Ce livre fait l’impasse sur les travaux précurseurs menés au sein de l’Association Psychanalyse actuelle, en particulier par J.-J. Moscovitz sur la psychanalyse depuis la Shoah, et ses avancées en termes de forclusion construite et de silenciation. Un livre arrogant qui se présente en précurseur d’une réflexion qui a en réalité commencé avant lui. Pourtant, le point de départ est un questionnement analogue : « qu’est-ce que le Camp produit aujourd’hui comme effets, dans nos modes de pensée, de vie, dans notre imaginaire, dans notre subjectivité, dans nos formes d’organisation sociales, dans nos institutions », écrit G. Haddad, p. 71 sans citer Psychanalyse actuelle dont s’est le questionnement central.

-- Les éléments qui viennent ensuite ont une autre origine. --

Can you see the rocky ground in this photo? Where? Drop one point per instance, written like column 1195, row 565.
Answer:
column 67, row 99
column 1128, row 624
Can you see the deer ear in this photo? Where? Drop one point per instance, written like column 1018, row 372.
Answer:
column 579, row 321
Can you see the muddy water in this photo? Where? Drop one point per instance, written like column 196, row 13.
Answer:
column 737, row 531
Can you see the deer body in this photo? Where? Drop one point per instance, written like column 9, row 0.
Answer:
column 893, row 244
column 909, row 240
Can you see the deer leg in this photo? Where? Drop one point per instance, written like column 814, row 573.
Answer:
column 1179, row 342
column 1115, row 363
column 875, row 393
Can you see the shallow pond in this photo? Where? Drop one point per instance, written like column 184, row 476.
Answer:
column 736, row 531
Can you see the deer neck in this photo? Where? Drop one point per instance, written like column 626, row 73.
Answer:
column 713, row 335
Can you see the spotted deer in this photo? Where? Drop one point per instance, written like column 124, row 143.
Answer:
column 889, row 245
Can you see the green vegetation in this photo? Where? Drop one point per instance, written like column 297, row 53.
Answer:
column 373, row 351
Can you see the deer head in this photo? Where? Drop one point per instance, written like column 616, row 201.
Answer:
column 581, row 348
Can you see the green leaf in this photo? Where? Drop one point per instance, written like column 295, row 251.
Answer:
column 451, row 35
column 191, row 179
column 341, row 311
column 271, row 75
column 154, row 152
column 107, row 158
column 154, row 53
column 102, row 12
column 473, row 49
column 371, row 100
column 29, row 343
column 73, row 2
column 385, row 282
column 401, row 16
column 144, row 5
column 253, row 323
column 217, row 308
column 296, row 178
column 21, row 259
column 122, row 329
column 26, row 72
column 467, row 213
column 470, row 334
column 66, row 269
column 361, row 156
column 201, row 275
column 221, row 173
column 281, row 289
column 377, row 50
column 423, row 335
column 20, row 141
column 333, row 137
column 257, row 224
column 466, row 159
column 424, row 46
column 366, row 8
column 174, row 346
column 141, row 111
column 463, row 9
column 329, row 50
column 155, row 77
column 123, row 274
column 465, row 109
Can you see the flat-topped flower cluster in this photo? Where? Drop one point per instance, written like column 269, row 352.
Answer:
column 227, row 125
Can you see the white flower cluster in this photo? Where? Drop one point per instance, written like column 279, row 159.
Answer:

Je regrette infiniment cette polémique que je trouve indigne. J'ai dédié mon livre à Fernand Niderman, membre de psychanalyse actuelle. Est-ce rien ? Je n'ai jamais prétendu être ni le premier, ni l'unique. Ceux qui ont lu mon livre savent que c'est ridicule (pauvre Azoulay). Je n'ai pas cité, il est vrai un certain JJ Moscowitz, un habitué des insultes (cf Alice Cherqui). L'ethique de cet esprit confus qui s'est permis un jour de reprendre toutes la thèse de "Manger le Livre" devant Haym Yerushalmi à la Sorbonne sans dire qu'il n'en était pas l'auteur, est plutôt comique. Je regrette auprès de Maria Landau et des autres que j'estime mais dont je n'ai pas eu connaissance des travaux. La littérature sur le génocide est immense. J'ai décidé un jour de me limiter et de retracer mon expérience particulière. Qu'ils veuillent bien pardonner mes limites et mon allergie aux prétentions lanzmaniennes.